As our coaches – Terry, Tanja and Howie – led the charge, I felt my feet follow, thinking that adrenaline rush was soon to wane, when I met my running mates. Listening to their unwavering positivity about Kamloops and the RunClub was infectious and I fell in love with their stories.
All of a sudden, Terry pats me on the back and tells me we’re halfway there. We were turning around. As we rounded the final bend home, I thought about how amazing this club is. The support, care and compassion I receive each week is unlike anything I have experienced before.
Advisor with Tk’emlúps te Secwépemc
Wéyt-kp (Hello to more than one).
You know the saying “one day at a time”? It is easy to think about this aspect, but much more difficult to adopt it. It’s one day at a time, one foot at a time and one breath at a time as you run.
Everything in your body remembers what it feels like to move, and muscle memory helps prevent early fatigue. Breathing is less wheezy and more synchronized with fuller, deeper breaths, allowing your brain to get enough oxygen to think clearly.
Human beings have a quest in life to balance the four parts of ourselves (mental, physical, spiritual and emotional).
You can overdo one piece while borrowing from others, but that’s not balance. It’s easy to train all the time while ignoring your emotional state or worshiping a spirituality of your choosing while rarely exercising your body. Balance is key, so give your 25% a day to every piece of yourself.
Remember to be kind to yourself on this journey because we are human and imperfect. The beauty of each day lies in these imperfections, for we can grow and learn until it is time for us to leave this world. RunClub has given me the opportunity and environment for growth in all aspects of myself.
I get to move my body, mind, heart, and soul three days a week and have a great time doing it with great people.
Kukwstsetselp (Thanks to more than one).
General Manager of the Kamloops Symphony Orchestra
I ran with the 21.1K training group on a beautiful evening with a scenic sunset.
Besides having a great chat with my fellow columnist Paul, I had the chance to chat with other members – while we were doing our rehearsals on the Hillside and Versatile drives, of course.
Although still exhausted from my recent work commitments, I found the evening run surprisingly rejuvenating.
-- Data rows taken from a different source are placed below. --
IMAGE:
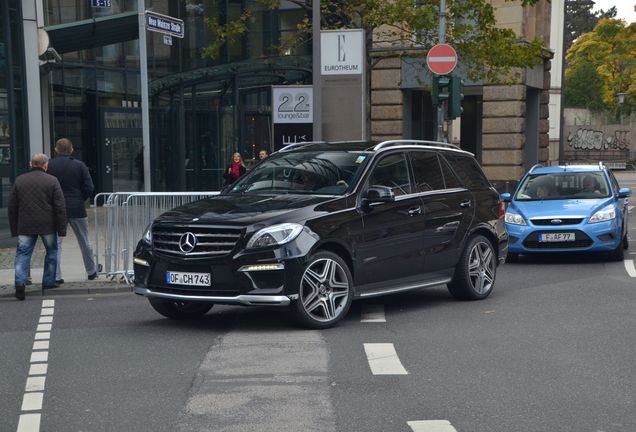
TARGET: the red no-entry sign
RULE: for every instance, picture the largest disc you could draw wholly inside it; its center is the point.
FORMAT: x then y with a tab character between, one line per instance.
441	59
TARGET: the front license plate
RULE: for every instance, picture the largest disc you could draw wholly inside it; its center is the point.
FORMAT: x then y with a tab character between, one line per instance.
193	279
556	237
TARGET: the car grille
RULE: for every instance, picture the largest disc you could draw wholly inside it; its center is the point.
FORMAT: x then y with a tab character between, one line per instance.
549	222
211	241
581	240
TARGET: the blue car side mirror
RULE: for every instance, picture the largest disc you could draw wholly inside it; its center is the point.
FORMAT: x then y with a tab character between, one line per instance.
624	192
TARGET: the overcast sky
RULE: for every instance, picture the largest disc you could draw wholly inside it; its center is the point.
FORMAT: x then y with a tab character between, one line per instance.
625	8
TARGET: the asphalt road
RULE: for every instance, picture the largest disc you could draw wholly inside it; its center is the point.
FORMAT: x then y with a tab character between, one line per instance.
552	349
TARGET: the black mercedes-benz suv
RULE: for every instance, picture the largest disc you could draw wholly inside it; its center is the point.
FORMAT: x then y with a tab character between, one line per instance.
317	225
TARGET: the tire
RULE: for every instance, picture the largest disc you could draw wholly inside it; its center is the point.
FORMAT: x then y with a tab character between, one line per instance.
476	270
180	310
325	291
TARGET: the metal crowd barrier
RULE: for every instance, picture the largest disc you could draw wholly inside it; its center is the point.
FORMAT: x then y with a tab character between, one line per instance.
121	219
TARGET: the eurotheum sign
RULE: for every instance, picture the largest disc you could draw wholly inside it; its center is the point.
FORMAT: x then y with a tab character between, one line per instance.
292	104
164	24
341	52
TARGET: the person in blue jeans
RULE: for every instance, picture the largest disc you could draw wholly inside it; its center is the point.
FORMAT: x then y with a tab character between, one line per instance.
36	209
77	187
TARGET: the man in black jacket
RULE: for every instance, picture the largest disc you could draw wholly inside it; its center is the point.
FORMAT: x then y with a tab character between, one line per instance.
36	208
77	186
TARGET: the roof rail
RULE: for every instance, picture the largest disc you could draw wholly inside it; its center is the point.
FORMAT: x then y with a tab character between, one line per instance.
417	142
535	166
296	145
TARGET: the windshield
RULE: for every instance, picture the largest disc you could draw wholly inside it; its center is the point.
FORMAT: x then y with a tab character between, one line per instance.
319	172
565	185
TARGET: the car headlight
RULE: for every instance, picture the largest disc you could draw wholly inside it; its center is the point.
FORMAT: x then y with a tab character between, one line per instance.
605	214
515	219
147	237
275	235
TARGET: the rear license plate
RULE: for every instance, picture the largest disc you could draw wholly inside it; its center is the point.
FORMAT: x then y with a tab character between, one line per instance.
193	279
556	237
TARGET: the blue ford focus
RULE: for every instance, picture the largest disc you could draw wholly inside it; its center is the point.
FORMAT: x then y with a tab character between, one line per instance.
572	208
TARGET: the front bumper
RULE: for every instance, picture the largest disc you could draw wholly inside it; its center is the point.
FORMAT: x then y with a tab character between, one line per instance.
262	277
246	300
598	237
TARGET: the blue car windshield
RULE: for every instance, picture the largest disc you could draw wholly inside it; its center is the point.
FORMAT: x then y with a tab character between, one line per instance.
563	185
306	172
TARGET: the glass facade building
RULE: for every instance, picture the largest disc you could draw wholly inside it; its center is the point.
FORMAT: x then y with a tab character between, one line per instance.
201	109
14	135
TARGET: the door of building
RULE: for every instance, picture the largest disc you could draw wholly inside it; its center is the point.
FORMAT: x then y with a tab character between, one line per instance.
120	151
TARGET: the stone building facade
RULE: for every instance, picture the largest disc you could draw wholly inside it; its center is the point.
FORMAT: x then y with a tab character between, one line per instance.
506	126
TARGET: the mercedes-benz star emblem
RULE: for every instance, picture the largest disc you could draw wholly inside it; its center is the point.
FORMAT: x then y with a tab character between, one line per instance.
187	242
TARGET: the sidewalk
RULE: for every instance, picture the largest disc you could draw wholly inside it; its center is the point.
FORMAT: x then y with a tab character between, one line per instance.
75	277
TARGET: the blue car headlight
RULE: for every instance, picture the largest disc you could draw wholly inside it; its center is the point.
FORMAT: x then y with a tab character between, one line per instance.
514	218
605	214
A conversation I had with another runner reminded me of something important – very rarely does anyone regret going for a run, once it’s done, that is, to say.
Tonight was certainly proof of that.
Being traditionally a lone runner, I’m used to hitting the pavement alone. I find it gives me time to think about the different challenges or obstacles I’m facing and it’s quite therapeutic.
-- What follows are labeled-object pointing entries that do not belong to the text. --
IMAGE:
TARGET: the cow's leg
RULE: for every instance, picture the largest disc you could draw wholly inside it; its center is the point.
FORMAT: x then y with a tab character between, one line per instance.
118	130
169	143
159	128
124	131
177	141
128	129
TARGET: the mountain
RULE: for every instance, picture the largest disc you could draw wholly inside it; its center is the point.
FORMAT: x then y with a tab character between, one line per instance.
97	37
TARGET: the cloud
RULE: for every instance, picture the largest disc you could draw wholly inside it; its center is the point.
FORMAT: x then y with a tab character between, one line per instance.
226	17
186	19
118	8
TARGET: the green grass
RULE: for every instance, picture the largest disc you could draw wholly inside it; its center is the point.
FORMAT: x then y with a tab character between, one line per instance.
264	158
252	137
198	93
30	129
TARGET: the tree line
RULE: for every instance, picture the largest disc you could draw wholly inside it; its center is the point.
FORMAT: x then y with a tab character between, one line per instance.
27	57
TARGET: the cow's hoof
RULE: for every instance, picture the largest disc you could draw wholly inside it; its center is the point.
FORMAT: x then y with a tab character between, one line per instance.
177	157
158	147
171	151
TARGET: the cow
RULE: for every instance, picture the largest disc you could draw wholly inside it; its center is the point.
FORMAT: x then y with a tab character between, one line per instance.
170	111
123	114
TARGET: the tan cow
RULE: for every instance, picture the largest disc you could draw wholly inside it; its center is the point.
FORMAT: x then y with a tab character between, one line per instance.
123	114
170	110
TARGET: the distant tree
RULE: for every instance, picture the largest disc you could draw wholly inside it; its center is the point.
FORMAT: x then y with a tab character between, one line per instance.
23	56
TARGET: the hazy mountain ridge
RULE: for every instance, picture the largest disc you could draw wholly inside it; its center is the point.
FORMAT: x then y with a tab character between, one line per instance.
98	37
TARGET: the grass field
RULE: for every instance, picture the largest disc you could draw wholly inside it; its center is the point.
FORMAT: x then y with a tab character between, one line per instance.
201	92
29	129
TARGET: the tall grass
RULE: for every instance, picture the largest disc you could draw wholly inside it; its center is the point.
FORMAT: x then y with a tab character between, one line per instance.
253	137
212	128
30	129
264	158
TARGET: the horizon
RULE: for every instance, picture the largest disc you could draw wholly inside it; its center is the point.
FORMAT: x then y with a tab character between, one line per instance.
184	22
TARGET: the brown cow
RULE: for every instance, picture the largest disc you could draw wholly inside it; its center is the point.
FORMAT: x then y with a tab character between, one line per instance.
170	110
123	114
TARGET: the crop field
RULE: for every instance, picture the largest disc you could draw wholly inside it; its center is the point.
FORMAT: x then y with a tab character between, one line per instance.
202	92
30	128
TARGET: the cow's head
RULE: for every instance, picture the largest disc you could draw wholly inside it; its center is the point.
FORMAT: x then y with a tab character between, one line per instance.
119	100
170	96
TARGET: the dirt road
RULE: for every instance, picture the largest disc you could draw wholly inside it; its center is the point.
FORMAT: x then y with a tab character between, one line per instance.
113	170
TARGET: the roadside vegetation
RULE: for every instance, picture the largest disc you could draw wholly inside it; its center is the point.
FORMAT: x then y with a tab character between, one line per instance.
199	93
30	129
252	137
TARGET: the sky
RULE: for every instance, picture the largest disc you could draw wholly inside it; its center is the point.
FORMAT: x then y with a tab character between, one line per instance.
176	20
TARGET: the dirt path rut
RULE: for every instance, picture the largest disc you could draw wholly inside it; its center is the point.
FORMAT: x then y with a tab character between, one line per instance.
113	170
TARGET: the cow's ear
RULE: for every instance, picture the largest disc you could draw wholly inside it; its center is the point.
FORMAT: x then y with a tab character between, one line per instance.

Last week’s solo races were no exception, as I worked through various puzzles and circumstances that I experience in my personal and professional life.
But the evening run also reminded me that sometimes activities can — and should — be shared with others.
Much like music or any other art form, running can be easily and deeply enjoyed as an individual, but there is also something magical about coming together and experiencing something common. I’m sure race day will be no exception.